3.4. Dynamic Reusability based Replication (DRR)
DRR dynamically replicates blocks with high reusability to other appropriate L2 cache slices, and allows the replicas be
shared by nearby cores via a fast lookup mechanism [13]. A set-associative Core Access Counter Buffer (CACB) is used
to determine which block should be replicated and corresponding destination of replication. For recent accessed blocks,
CACB record access numbers for cores exceeding certain hops (for example, 2 hops, this is also the smallest distance
among home slice and replica slices) away from the home slice respectively. So, only 10 counters are enough in one
CACB entry for a 16-core CMP. When the block receives a Read request from one core, the corresponding counter
increases. Due to coherence problem, when the block receives a Write request, all the counters of the block are reset to
zero. In CACB, larger counter means higher reusability. When the maximum counter of a block reaches a certain
threshold (for example, 5), the block is to be replicated to the slice corresponding to the maximum counter.
After the replicating block and the destination being determined, the L2 cache slice sends a replication request to the
destination. When the destination receives the replication request, it allocates cache space to hold the replica. If the
destination has available space for replica, it response acknowledge to the home L2 cache slice. Otherwise, it response fail
message to the home L2 cache slice. Once the replication operation is completed, the replication destination is stored into
a set-associative Replication Directory Buffer (RDB) in home L2 slice. If the replication fails, the destination is not stored
into RDB. When a Read request reaches the home L2 cache slice, if the distance between the requesting core and the
nearest replica is less than the given replica distance(for example, 3 hops in 16-core CMP), the request is forwarded to the
nearest replica. Otherwise, the request is satisfied at the home L2 cache slice.
When the replica receives the forwarded request, it response data to the requesting core. When the data response message
passes through the network interface of the requesting core, the replica’s location is stored into a set-associative Network
Address Mapping Buffer (NAMB). NAMB is embedded into network interface and used to record replicas’ location
which have serviced for the core. When a L1 cache Read miss request passes through network interface, it first searches
NAMB. If the NAMB hit, the request is forwarded to the recoded replica location immediately. Otherwise, the request
continues to transfer to the home L2 cache slice. For coherency maintenance, when a L1 cache write miss request passes
through network interface, it transfers to the home L2 cache slice and does not search NAMB. This is to ensure write
operation can be serialized at the unique home L2 cache slice. Because NAMB is embedded into the network interface, its
access latency can be hidden in other network interface operations.
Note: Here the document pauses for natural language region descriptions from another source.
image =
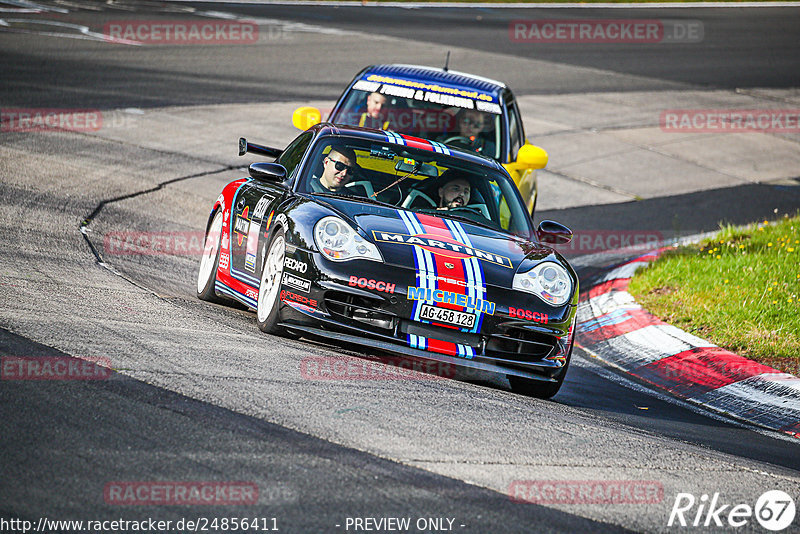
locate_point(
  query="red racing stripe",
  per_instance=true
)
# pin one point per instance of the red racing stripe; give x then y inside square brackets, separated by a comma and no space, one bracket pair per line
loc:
[442,347]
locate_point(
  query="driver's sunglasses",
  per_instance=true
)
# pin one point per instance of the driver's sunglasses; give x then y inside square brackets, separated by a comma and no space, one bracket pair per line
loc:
[472,122]
[341,166]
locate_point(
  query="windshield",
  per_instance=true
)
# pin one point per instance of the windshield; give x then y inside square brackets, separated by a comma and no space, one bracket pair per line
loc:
[415,179]
[454,121]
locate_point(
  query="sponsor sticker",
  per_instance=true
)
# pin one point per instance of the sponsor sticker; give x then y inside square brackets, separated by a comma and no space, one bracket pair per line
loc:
[295,265]
[298,283]
[520,313]
[442,246]
[449,297]
[301,299]
[369,283]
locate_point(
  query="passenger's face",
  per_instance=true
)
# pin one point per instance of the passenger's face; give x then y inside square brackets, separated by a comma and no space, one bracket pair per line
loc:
[471,123]
[376,105]
[454,193]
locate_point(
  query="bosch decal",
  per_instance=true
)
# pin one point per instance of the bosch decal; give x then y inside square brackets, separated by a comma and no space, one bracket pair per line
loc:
[520,313]
[441,245]
[365,283]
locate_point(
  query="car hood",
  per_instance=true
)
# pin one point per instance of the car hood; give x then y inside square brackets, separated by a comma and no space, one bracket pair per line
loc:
[401,235]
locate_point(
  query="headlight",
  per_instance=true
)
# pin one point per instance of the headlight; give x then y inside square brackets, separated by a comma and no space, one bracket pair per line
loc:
[339,242]
[549,281]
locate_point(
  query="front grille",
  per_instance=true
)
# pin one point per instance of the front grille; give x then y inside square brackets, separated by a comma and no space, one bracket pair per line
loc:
[520,344]
[355,308]
[442,334]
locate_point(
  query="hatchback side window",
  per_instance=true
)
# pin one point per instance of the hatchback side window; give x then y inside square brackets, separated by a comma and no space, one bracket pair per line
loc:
[293,154]
[517,136]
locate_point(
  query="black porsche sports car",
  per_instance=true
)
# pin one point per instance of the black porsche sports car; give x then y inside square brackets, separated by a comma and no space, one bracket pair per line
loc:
[398,243]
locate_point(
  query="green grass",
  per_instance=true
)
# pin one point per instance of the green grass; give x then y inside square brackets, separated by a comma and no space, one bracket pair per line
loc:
[738,290]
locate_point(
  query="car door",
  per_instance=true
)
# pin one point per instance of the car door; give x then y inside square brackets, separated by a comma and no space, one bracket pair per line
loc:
[254,211]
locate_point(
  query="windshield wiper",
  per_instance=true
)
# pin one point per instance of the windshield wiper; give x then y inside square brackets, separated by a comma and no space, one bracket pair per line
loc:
[352,197]
[446,213]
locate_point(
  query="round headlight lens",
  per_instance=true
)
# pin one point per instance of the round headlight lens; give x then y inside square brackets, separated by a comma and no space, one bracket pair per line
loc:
[339,242]
[548,281]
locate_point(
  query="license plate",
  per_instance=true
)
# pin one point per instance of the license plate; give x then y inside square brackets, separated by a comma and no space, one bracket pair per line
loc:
[443,315]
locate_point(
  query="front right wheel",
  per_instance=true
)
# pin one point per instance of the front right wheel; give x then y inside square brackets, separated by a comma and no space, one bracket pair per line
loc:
[267,315]
[207,274]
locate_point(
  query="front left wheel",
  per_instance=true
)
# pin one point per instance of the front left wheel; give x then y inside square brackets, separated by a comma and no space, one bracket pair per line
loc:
[267,315]
[207,274]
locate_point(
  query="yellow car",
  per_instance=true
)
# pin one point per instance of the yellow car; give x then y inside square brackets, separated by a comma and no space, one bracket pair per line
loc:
[461,110]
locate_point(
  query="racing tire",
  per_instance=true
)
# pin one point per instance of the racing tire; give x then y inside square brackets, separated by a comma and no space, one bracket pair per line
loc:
[268,310]
[537,388]
[207,273]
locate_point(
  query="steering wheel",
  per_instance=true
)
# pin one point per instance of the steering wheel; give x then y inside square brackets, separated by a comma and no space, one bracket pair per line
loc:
[459,139]
[470,209]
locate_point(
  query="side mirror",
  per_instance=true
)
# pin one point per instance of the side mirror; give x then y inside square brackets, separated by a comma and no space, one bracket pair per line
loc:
[305,117]
[532,156]
[268,172]
[553,233]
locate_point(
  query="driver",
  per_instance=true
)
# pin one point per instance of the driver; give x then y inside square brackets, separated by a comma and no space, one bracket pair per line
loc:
[377,114]
[454,193]
[338,169]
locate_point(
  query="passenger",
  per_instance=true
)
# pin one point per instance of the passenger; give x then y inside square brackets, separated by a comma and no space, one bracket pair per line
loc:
[472,134]
[377,114]
[454,193]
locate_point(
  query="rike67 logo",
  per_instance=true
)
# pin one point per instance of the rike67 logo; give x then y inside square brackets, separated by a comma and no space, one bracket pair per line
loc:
[774,510]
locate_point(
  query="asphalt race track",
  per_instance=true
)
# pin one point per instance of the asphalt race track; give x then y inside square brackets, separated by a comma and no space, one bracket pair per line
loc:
[199,394]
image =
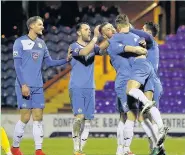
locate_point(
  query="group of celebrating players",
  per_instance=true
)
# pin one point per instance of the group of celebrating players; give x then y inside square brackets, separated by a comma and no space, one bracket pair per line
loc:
[134,55]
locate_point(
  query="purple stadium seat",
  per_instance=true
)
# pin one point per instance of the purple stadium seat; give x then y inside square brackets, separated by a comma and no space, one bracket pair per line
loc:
[181,29]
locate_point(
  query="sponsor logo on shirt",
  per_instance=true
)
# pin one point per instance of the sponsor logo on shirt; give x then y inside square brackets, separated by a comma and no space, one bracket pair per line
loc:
[135,39]
[76,50]
[15,53]
[35,55]
[80,110]
[40,45]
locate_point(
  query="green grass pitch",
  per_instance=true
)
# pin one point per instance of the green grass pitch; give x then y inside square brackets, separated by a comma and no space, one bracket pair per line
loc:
[100,146]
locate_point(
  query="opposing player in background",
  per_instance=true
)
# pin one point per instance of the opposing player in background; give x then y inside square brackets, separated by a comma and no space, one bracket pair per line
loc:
[82,84]
[5,142]
[29,52]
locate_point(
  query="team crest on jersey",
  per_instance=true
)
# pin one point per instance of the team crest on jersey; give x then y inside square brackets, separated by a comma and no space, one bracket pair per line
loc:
[15,53]
[35,55]
[80,110]
[77,50]
[40,45]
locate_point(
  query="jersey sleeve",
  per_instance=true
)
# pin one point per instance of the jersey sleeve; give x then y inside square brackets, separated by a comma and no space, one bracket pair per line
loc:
[143,34]
[17,49]
[75,49]
[46,51]
[115,47]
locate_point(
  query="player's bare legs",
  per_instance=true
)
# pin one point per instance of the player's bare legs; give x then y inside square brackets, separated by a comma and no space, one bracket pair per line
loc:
[19,130]
[148,128]
[120,136]
[76,135]
[158,126]
[133,90]
[5,142]
[128,131]
[37,115]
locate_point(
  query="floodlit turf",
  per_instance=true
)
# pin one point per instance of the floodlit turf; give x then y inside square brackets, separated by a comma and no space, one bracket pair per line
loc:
[100,146]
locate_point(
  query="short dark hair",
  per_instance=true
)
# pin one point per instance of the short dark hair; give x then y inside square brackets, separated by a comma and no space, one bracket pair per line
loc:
[122,19]
[154,28]
[101,26]
[79,25]
[31,20]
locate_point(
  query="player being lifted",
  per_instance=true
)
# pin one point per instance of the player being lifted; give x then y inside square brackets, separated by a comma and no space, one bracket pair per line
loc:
[136,78]
[29,52]
[119,60]
[150,30]
[106,31]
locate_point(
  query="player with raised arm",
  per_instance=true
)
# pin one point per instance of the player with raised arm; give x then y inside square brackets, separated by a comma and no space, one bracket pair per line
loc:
[5,142]
[29,52]
[82,84]
[150,30]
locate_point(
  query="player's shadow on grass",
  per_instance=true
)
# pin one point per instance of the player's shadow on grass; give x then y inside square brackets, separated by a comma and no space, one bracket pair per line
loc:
[112,154]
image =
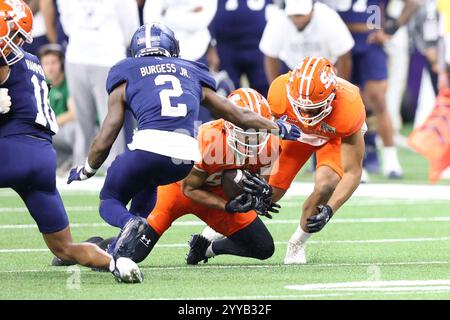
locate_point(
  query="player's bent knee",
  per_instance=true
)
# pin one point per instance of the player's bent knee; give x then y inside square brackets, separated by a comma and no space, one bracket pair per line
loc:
[266,250]
[264,246]
[324,190]
[62,251]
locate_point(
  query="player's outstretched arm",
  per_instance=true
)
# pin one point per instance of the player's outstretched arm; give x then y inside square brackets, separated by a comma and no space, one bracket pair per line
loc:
[352,153]
[245,118]
[102,143]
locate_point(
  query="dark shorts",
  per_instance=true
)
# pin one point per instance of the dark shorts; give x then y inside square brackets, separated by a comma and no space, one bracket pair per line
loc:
[137,174]
[28,166]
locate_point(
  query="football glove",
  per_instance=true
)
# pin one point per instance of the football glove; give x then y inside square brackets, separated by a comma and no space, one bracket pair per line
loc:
[264,206]
[5,101]
[242,203]
[316,222]
[288,131]
[81,173]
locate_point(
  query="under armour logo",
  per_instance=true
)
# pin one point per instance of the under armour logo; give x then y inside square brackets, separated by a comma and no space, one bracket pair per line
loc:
[145,241]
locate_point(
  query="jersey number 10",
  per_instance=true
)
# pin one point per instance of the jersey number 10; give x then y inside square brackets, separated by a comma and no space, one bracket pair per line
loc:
[45,114]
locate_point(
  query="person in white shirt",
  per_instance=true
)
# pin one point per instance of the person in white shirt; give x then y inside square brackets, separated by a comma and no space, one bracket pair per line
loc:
[305,29]
[99,33]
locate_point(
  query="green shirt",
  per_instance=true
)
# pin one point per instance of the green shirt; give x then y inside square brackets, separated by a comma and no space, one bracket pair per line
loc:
[58,97]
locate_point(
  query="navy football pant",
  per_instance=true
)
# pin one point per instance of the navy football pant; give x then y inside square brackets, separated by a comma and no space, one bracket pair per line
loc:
[135,175]
[28,166]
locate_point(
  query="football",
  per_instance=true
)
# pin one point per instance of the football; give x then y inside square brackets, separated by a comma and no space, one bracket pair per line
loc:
[232,182]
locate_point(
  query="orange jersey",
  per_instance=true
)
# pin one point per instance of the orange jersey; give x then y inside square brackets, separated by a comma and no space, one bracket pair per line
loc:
[217,156]
[347,117]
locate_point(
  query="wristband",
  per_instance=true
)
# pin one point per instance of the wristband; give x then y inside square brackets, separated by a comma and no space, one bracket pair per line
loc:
[89,169]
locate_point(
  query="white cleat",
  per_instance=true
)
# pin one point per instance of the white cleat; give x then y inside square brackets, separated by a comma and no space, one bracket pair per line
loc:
[295,253]
[212,235]
[126,270]
[365,176]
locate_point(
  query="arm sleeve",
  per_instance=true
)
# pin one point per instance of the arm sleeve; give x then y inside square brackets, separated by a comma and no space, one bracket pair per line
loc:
[205,77]
[116,77]
[272,39]
[192,21]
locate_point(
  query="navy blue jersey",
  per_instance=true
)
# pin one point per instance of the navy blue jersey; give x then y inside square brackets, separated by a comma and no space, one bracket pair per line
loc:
[30,112]
[361,11]
[162,93]
[240,21]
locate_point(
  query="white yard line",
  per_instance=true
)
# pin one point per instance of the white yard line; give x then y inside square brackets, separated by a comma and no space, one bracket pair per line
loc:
[185,245]
[394,191]
[306,296]
[275,221]
[252,266]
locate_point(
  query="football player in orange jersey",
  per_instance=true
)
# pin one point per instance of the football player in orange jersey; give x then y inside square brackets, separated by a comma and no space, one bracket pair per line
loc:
[223,146]
[331,115]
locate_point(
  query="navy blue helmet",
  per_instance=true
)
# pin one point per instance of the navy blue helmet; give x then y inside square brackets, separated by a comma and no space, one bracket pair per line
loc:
[154,39]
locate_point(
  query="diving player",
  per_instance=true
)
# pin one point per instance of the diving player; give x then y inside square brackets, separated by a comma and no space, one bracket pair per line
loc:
[223,146]
[27,158]
[164,93]
[331,117]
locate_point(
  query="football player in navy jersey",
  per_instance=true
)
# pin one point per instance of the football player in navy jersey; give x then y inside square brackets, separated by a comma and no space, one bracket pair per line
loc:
[238,27]
[27,158]
[163,92]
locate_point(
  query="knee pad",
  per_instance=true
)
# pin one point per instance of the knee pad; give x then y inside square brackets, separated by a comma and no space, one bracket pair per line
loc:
[145,245]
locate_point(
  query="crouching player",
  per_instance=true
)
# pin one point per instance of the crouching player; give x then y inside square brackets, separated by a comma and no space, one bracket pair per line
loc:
[28,160]
[223,146]
[331,116]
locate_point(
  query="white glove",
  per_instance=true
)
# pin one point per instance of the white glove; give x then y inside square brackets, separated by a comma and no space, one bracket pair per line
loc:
[5,101]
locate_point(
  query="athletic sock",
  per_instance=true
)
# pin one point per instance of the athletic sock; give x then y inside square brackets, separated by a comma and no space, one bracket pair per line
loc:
[209,251]
[300,236]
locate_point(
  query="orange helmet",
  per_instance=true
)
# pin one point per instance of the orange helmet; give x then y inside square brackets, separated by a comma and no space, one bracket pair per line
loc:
[248,143]
[16,24]
[311,90]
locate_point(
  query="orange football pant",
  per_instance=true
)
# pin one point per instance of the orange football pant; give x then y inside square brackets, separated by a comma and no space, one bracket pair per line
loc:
[172,204]
[294,155]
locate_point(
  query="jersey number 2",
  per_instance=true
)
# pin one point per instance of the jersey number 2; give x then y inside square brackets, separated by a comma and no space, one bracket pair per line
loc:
[45,114]
[167,110]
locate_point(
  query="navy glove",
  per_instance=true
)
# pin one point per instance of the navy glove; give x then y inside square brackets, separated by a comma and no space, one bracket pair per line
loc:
[319,220]
[257,186]
[242,203]
[81,173]
[288,131]
[264,206]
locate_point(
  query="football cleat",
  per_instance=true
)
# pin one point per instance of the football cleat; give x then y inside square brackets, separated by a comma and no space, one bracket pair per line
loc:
[126,270]
[295,253]
[197,253]
[129,236]
[212,235]
[57,262]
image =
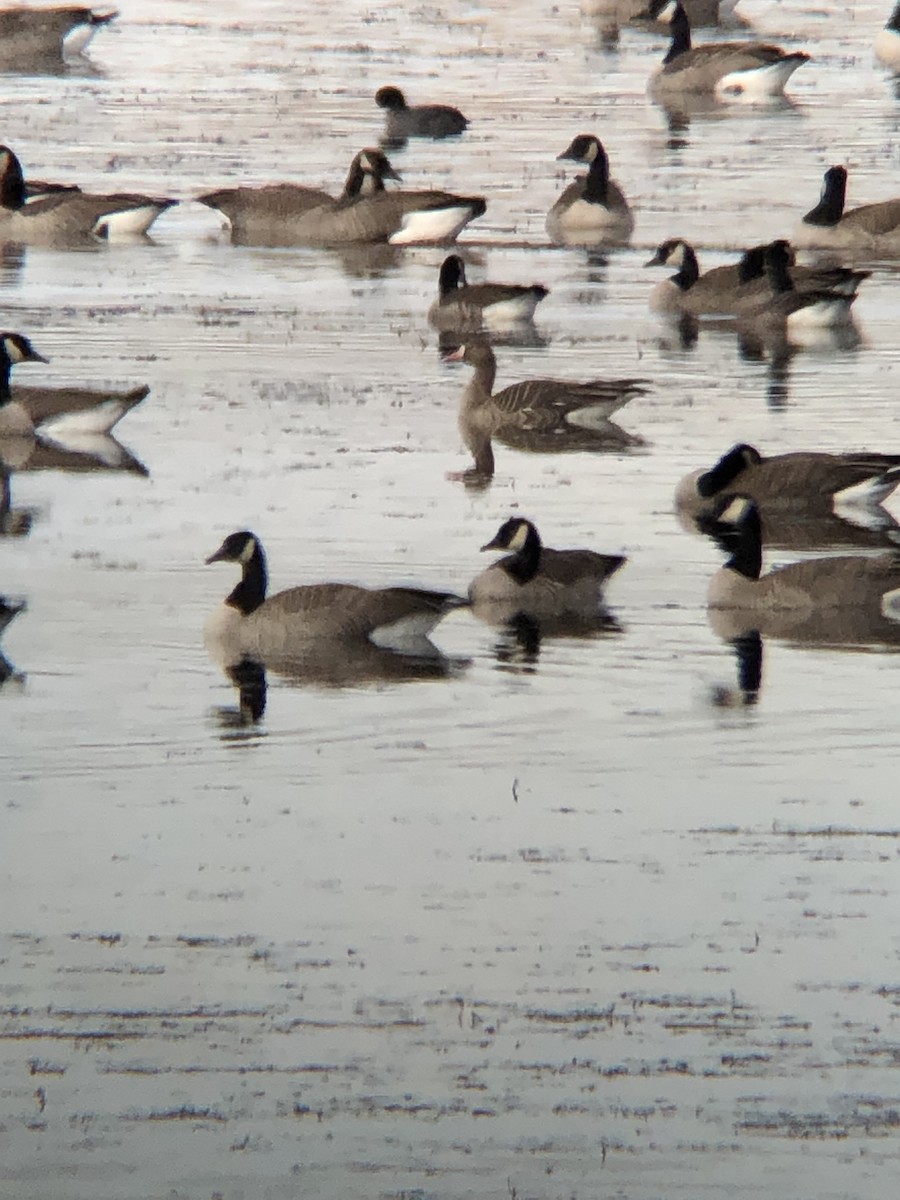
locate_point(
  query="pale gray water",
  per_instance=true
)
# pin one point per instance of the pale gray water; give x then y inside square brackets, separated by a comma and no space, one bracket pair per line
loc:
[540,928]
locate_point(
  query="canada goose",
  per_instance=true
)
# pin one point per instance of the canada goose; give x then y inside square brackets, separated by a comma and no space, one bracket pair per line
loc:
[405,121]
[468,307]
[73,409]
[844,598]
[537,581]
[29,35]
[592,209]
[67,215]
[291,215]
[873,227]
[269,629]
[723,289]
[744,71]
[807,483]
[781,303]
[535,414]
[887,41]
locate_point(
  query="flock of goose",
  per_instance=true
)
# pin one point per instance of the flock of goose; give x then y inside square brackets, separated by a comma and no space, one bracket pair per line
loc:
[736,502]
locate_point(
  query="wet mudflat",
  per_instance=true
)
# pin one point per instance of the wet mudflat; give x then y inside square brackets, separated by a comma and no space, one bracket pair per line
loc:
[558,919]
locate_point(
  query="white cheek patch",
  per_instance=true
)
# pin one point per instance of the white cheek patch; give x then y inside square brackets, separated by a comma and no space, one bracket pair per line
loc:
[13,351]
[736,510]
[519,538]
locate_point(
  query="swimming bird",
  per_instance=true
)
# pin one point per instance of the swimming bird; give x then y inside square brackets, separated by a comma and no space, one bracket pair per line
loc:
[887,41]
[871,227]
[742,71]
[721,291]
[70,216]
[810,484]
[30,35]
[784,305]
[538,581]
[402,120]
[469,307]
[843,598]
[592,209]
[269,629]
[54,409]
[535,414]
[294,215]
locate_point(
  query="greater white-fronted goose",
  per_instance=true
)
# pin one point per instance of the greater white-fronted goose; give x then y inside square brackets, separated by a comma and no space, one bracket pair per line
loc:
[535,414]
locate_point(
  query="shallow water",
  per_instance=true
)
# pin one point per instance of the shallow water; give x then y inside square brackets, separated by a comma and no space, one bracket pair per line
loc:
[557,922]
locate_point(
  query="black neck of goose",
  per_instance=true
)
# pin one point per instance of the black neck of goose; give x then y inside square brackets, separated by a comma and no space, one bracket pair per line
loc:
[360,183]
[689,270]
[250,592]
[745,547]
[753,264]
[12,185]
[831,207]
[681,35]
[5,369]
[723,475]
[523,564]
[597,185]
[450,279]
[777,270]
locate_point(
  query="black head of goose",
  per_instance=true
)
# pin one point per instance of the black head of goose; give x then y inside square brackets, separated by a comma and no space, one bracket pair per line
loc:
[293,215]
[735,71]
[874,227]
[55,411]
[67,215]
[810,484]
[249,623]
[593,209]
[403,120]
[37,35]
[538,581]
[887,41]
[468,307]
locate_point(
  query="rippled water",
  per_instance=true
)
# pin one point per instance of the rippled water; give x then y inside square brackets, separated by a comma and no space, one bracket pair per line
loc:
[559,922]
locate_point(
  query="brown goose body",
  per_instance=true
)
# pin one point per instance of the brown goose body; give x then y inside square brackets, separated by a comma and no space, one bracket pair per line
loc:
[537,414]
[35,35]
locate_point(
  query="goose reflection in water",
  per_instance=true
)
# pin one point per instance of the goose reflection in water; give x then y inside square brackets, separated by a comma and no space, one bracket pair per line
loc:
[535,415]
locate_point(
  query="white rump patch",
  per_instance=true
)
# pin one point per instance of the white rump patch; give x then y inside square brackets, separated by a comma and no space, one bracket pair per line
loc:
[126,223]
[432,225]
[409,635]
[757,84]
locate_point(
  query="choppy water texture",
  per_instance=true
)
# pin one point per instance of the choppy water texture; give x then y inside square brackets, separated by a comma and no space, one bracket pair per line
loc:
[555,921]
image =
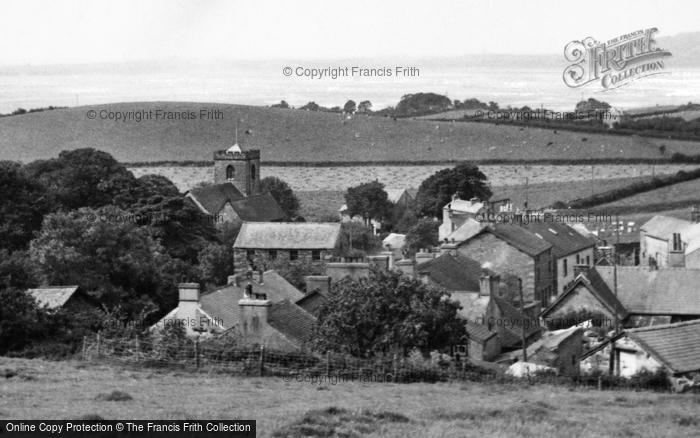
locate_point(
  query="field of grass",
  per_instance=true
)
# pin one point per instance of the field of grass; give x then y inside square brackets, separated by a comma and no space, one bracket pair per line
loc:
[684,191]
[302,136]
[37,389]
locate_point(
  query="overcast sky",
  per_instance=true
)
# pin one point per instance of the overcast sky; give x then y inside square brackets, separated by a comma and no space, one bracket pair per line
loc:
[84,31]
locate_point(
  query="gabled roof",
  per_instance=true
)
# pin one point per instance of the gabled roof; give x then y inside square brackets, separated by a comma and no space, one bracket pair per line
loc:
[394,195]
[598,287]
[288,235]
[521,238]
[213,198]
[564,239]
[453,272]
[663,227]
[258,208]
[222,303]
[677,346]
[292,321]
[479,332]
[466,231]
[53,297]
[672,291]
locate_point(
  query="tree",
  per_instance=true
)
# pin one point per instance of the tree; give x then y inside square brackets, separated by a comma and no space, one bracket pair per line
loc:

3.5. Locality Aware Data Replication at Last Level Cache
Run-length is defined as the number of accesses to a cache line (at the LLC) from a particular core before a conflicting
access by another core or before it is evicted. Greater the number of accesses with higher run-length, greater is the benefit
of replicating the cache line in the requester’s LLC slice. Instructions and shared-data (both read-only and read-write) can
be replicated if they demonstrate good reuse. It is also important to adapt the replication decision at runtime in case the
reuse of data changes during an application’s execution.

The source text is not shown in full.